Stacker Pentecost strides into the control room overlooking the dock, where the two Asgardians are undergoing Drift calibration in the pilot's cockpit below. They aren't in Nevada Thunder itself, of course; given that this is the first time for either of the pilots to experience the Drift and one of them is a freaking supervillain, no one had suggested hooking them up to live weapons systems yet.
Besides, Nevada Thunder isn't even fully assembled yet. There isn't room inside the Shatterdome for a Mark VII (world population: one) to stand up; at its full height, it makes the other Jaegers look like toddlers. At the moment only the top half of Nevada Thunder sits in the Shatterdome, torso and arms and head all knitted sleeky together and waiting. Waiting for the spark that would make her move.

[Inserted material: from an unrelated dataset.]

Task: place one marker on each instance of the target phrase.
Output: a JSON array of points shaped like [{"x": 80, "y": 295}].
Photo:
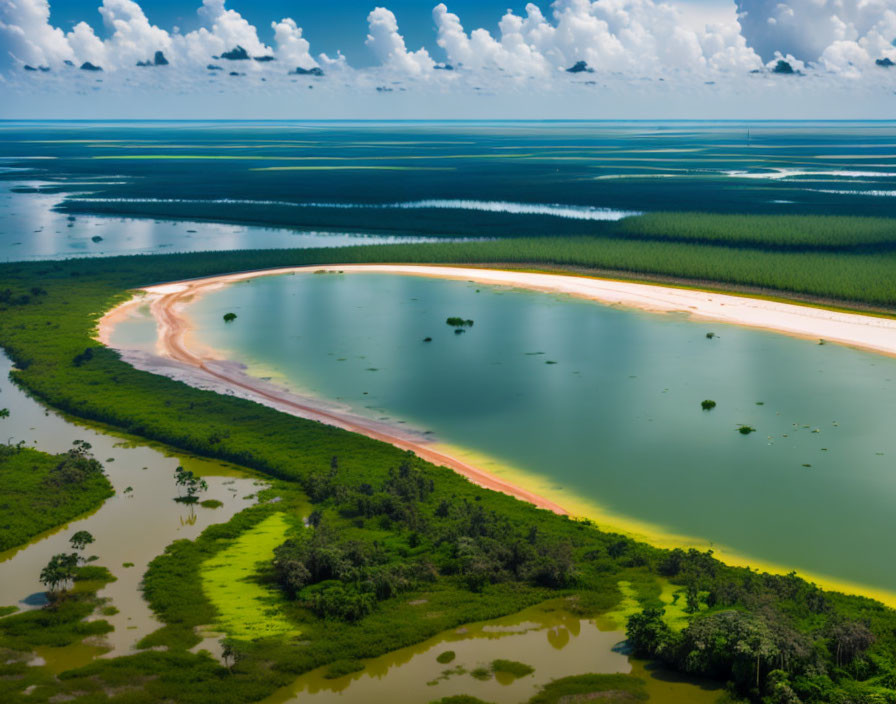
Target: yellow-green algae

"How are they doing?" Stacker demands abruptly, tearing his attention away from the mesmerizing silhouette of Nevada Thunder and back to her pilots - prospective pilots. Through the observation glass he can see into the cockpit, can see Thor and his brother standing in full rig with their eyes open and staring. "What's their synch ratio?"
"Don't know," Tendo Choi says laconically.
Stacker wheels to face him. "What do you mean, you don't know?" he demands.
Tendo jerks a thumb over at the corner of his instruments panel, where an analog dial has pegged the needle and is refusing to budge. "They maxed out the meters a while back, but the other energy signatures we're getting are still rising," he says. "We're gonna have to calibrate a new multimeter for these guys, it only does humans. Or at least go digital."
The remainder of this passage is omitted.